El problema no se limita a mis alumnos. Una vez enseñé en una escuela de clase media con niños en su mayoría blancos. Aquí, el plan de estudios también estaba diseñado para abrir mentes a los males de la civilización occidental. Los alumnos no eran susceptibles al islamismo, pero aún así estaban imbuidos de un sentido de que su país es particularmente malo. Cada vez más, las escuelas no están disuadiendo a los niños de estos prejuicios, sino que los están confirmando.
Mi escuela es solo parte del problema. El plan de estudios de historia en muchas escuelas ahora puede incluir la diversidad de tropas en la Primera Guerra Mundial o la década de 1980 como un período de exploración queer. Estos son temas valiosos para un ensayo universitario, pero no sustitutos de los fundamentos básicos del conocimiento histórico.
Una vez observé una lección de Year 8 sobre los “tudores negros”. Un alumno levantó la mano para preguntar: “¿Quiénes eran los Tudor?”: no habían pensado en enseñar la Reforma antes del racismo. De manera similar, al enseñar la Conquista Normanda, está volviéndose impopular enseñar la crucial Batalla de Hastings. En cambio, algunas escuelas se centran en estudiar a la Emperatriz Matilda, que gobernó Britania. Nuevamente, un tema valioso en algún momento, pero extraño enseñarlo a alumnos de Year 7 en lugar del hecho de que Harold Godwinson fue (probablemente) disparado en el ojo con una flecha.

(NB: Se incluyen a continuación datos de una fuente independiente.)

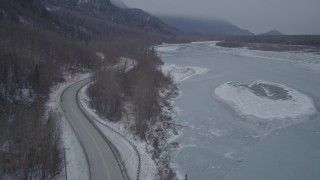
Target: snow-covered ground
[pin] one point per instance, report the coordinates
(180, 74)
(167, 48)
(265, 99)
(125, 142)
(77, 166)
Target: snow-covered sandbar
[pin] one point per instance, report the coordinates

Me preocupa que el efecto de este radicalismo pedagógico no sea calmar las tensiones, sino exacerbarlas. Un amigo profesor visitó una escuela recientemente y escuchó al jefe de historia describir el objetivo de su plan de estudios como la creación de “activistas académicos”. Dijeron que querían convertir a los alumnos en agentes radicales de protesta contra un estado que dicen que es institucionalmente racista.
Parte de este caos se debe al crecimiento de las escuelas académicas que comenzó bajo Michael Gove cuando era secretario de educación. Gove intentó introducir una versión conservadora del plan de estudios nacional. Pero ahora las academias y las escuelas libres, que ahora comprenden el 80 por ciento de las escuelas secundarias, tienen mayores libertades para dictar sus planes de estudios. El resultado para algunas escuelas ha sido mucho menos 1066 y mucho más “todo eso”.

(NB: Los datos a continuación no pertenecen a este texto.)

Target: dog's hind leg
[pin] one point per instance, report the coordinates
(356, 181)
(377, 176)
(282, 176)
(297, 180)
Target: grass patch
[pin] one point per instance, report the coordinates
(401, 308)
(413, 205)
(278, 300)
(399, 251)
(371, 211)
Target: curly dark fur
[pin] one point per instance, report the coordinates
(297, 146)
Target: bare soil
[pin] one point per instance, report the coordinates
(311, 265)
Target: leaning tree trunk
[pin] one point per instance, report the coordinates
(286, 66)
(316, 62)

Resolver este problema es complicado. Es triste que parezca haber poco deseo de medir y discutir la magnitud de la desafección que veo en mis alumnos.

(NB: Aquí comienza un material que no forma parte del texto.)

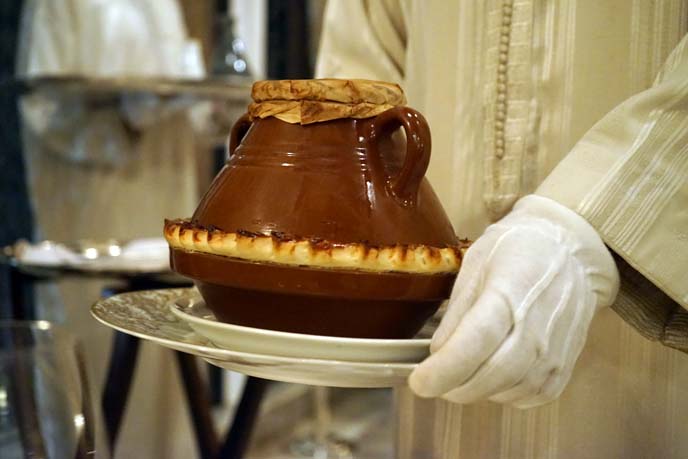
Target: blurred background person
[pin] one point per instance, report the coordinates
(101, 170)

Los planes de estudios, en la medida en que los alumnos les prestan atención, pueden ser una herramienta poderosa para moldear la sociedad. Sin embargo, casi nadie está abogando por un plan de estudios equilibrado y liberal que se centre en materias tradicionales al tiempo que incorpora narrativas críticas o descolonizadas. Por lo que he visto, la alternativa a esto produce resultados bastante preocupantes.